Miss Tina fut plus lente que je n’aurais pensé à accomplir mes pronostics. Mais quand enfin elle parut, elle ne marqua aucune surprise de me voir. Je lui dis que je l’attendais depuis quelque temps et elle me demanda pourquoi je ne l’avais pas fait prévenir. Je me réjouis, quelques heures plus tard, de m’être arrêté avant de lui avoir fait remarquer que peut-être une intuition amicale aurait pu l’en avertir ; cela me devint alors un réconfort de n’avoir pas joué de sa sensibilité, même sous une forme aussi mesurée. Ce que je répondis à ce moment était, virtuellement, la vérité : que je m’étais senti trop nerveux, puisqu’elle devait maintenant décider de mon sort.

— De votre sort ? dit Miss Tina, me jetant un singulier regard, et, pendant qu’elle parlait, je remarquai en elle un incroyable changement. Oui, elle était autre qu’hier soir — moins naturelle, et moins à l’aise. Le jour précédent elle venait de pleurer, et aujourd’hui elle ne pleurait point ; cependant son allure me frappa comme moins confiante.
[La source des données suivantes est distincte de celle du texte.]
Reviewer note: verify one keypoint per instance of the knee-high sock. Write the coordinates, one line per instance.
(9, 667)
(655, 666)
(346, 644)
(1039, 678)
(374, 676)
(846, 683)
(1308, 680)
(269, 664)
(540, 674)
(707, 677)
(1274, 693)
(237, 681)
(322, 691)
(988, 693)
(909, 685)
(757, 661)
C’était comme si quelque chose lui était arrivé pendant la nuit, ou, du moins, comme si elle avait découvert quelque chose qui la troublait, quelque chose qui se rapportait à nos relations, les rendait plus embarrassantes et plus compliquées. Commençait-elle tout simplement à sentir que la disparition de sa tante rendait ma situation différente ?

— Je parle de nos papiers ; y en a-t-il ? Vous devez le savoir maintenant ?

— Oui, il y en a ; beaucoup plus que je ne supposais.

Je fus frappé de la façon dont sa voix tremblait en me disant cela.

— Voulez-vous dire que vous les avez là-bas et que je puis les voir ?

— Je ne crois pas que vous puissiez les voir, dit Miss Tina avec une expression extraordinaire de supplication dans les yeux, comme si son plus cher espoir au monde était maintenant que je ne les lui prisse pas. Mais comment pouvait-elle s’attendre à un tel artifice de ma part, après tout ce qui s’était passé entre nous ? Pourquoi étais-je jamais venu à Venise, sinon pour les voir, pour les avoir ? Ma joie était telle en apprenant leur existence que, si la pauvre femme s’était mise à mes genoux en me conjurant de n’en plus jamais parler, je n’aurais considéré ce procédé que comme une mauvaise plaisanterie.

— Je les ai, mais je ne peux pas les montrer, ajouta-t-elle, lamentable.

— Même pas à moi ? Ah ! Miss Tina ! m’exclamai-je avec un ton de reproche et de remontrance infinie.